(Racconto di vita militare)

Mario non ha la penna facile. Nemmeno con le parole è un campione, per la verità.
Questa storia me l’ha raccontata una sera, dopo una guardia nella C.O.P., la centrale operativa di piattaforma, il regno degli ingegneri navali.

Nel quadrato ufficiali di una potente nave da guerra, si guardano film, si consumano i pasti, a volte i normali rapporti di colleganza si rafforzano. Alcune amicizie diventano così forti da durare per sempre.
“Era bella Cinzia, era… è molto bella…“ mi fece, mentre io armeggiavo per inserire la videocassetta di “Fuga per la vittoria” nel videoregistratore.
Eravamo solo noi due. Il marinaio di servizio, con la scusa di andare a ritirare la tradizionale pizza di mezzanotte si era eclissato da almeno mezz’ora. Ritenni che forse si stesse rivolgendo a me.

“Prego?” gli risposi con un atteggiamento così formale di cui in seguito mi vergognai molto.

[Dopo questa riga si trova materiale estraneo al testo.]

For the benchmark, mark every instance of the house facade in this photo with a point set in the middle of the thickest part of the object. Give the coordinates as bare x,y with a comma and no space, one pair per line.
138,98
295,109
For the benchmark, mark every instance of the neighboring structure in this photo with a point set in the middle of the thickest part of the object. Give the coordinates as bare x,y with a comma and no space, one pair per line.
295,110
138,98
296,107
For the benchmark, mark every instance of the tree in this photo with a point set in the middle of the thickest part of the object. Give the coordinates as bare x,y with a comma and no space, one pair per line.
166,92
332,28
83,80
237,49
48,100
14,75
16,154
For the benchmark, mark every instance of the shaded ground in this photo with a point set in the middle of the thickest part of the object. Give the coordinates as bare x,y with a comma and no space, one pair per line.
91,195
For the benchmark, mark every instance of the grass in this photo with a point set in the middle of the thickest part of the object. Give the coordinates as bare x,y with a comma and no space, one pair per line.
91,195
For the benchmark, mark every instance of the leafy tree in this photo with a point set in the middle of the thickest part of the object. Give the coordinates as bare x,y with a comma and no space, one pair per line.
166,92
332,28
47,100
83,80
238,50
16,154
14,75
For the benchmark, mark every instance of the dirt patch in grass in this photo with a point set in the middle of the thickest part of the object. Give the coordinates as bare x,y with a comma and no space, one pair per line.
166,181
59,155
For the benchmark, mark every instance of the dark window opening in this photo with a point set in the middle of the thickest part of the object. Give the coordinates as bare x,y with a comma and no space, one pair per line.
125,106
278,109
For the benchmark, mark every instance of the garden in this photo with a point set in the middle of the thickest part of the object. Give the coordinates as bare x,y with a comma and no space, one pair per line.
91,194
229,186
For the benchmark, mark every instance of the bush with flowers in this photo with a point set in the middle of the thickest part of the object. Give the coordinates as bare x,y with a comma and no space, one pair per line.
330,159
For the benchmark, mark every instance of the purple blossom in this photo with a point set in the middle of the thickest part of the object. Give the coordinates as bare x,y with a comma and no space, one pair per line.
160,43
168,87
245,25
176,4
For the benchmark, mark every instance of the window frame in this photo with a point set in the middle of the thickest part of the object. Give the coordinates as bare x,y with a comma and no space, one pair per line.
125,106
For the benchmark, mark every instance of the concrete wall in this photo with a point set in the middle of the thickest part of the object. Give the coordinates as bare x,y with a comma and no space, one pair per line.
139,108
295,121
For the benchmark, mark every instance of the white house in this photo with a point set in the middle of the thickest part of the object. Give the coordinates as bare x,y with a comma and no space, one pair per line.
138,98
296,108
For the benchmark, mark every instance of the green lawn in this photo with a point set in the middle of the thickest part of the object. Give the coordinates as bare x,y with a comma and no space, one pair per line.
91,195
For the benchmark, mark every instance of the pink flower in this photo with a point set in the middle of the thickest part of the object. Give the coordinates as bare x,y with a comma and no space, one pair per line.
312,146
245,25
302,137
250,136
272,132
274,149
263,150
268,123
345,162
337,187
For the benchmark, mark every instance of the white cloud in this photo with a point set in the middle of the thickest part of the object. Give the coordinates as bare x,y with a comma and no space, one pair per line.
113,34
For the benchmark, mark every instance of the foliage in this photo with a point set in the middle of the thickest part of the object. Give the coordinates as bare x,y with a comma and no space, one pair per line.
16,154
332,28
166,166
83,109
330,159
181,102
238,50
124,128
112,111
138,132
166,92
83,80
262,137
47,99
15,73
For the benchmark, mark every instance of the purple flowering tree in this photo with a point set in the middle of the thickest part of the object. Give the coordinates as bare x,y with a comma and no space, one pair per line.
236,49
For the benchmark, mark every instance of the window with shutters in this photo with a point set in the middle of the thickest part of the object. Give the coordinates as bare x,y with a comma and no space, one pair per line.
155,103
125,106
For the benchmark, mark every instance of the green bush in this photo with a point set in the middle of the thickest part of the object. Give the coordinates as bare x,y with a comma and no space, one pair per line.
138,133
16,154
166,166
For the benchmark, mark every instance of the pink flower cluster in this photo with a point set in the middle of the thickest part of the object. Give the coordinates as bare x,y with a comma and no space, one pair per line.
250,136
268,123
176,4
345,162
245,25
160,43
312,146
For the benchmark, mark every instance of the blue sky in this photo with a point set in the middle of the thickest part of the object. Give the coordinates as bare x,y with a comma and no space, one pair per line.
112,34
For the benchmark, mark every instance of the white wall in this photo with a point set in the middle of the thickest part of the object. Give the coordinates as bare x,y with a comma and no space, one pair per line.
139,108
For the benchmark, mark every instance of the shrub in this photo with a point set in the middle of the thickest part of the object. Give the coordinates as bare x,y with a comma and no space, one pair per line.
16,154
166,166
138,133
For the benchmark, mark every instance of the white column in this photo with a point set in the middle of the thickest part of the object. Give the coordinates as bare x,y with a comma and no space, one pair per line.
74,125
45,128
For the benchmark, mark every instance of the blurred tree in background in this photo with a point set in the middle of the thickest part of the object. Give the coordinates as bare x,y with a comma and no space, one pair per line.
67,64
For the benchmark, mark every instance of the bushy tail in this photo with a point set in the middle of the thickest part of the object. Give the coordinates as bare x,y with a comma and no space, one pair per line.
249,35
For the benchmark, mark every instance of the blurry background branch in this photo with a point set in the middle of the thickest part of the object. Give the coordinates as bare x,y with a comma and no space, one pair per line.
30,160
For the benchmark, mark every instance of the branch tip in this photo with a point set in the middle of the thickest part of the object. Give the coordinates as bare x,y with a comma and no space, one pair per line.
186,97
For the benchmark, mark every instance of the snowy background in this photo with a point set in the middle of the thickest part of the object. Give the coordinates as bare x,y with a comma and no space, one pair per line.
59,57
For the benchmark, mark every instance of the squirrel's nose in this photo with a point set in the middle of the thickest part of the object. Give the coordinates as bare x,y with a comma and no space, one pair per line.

“Commissario – proseguì – tutti noi ci portiamo appresso la nostra vita, nei nostri bagagli, sempre troppo piccoli, sempre così essenziali. Ad ogni partenza, non appena apri il borsone per ricomporre un nuovo mosaico di canottiere, intimo, cravatte, uniformi, è come se si aprisse l’otre di Eolo. Ma Ulisse e la sua ciurma hanno patito una sola volta. Per noi, ogni missione è un viaggio in compagnia di noi stessi, del nostro passato e il nostro futuro è sempre incerto, sempre legato agli eventi, anche perché mamma Marina è particolarmente silenziosa e un po’ matrigna”.
Non so perché, ma non ne avrei fatto un uomo profondo. Ero imbarcato da pochi mesi, all’improvviso, chiamato a sostituire con immediatezza un ufficiale tanto potentemente protetto quanto fragile ed incapace ed ero stato pienamente coinvolto dalla necessità di riportare il livello di efficienza del mio Reparto in pari rispetto agli altri. Non avevo davvero avuto il tempo per approfondire amicizie o valutare i colleghi, al di là di quelle che possono essere le impressioni epidermiche: quello lì deve essere un gran lecchino, questo ha una simpatia innata, quell’altro non ride mai.
Penso che Mario incominciò il suo discorso con me solo perché eravamo entrambi liguri. Vincere l’innata riservatezza è più facile se davanti a te c’è uno dei tuoi. È un po’ come confidarsi in famiglia.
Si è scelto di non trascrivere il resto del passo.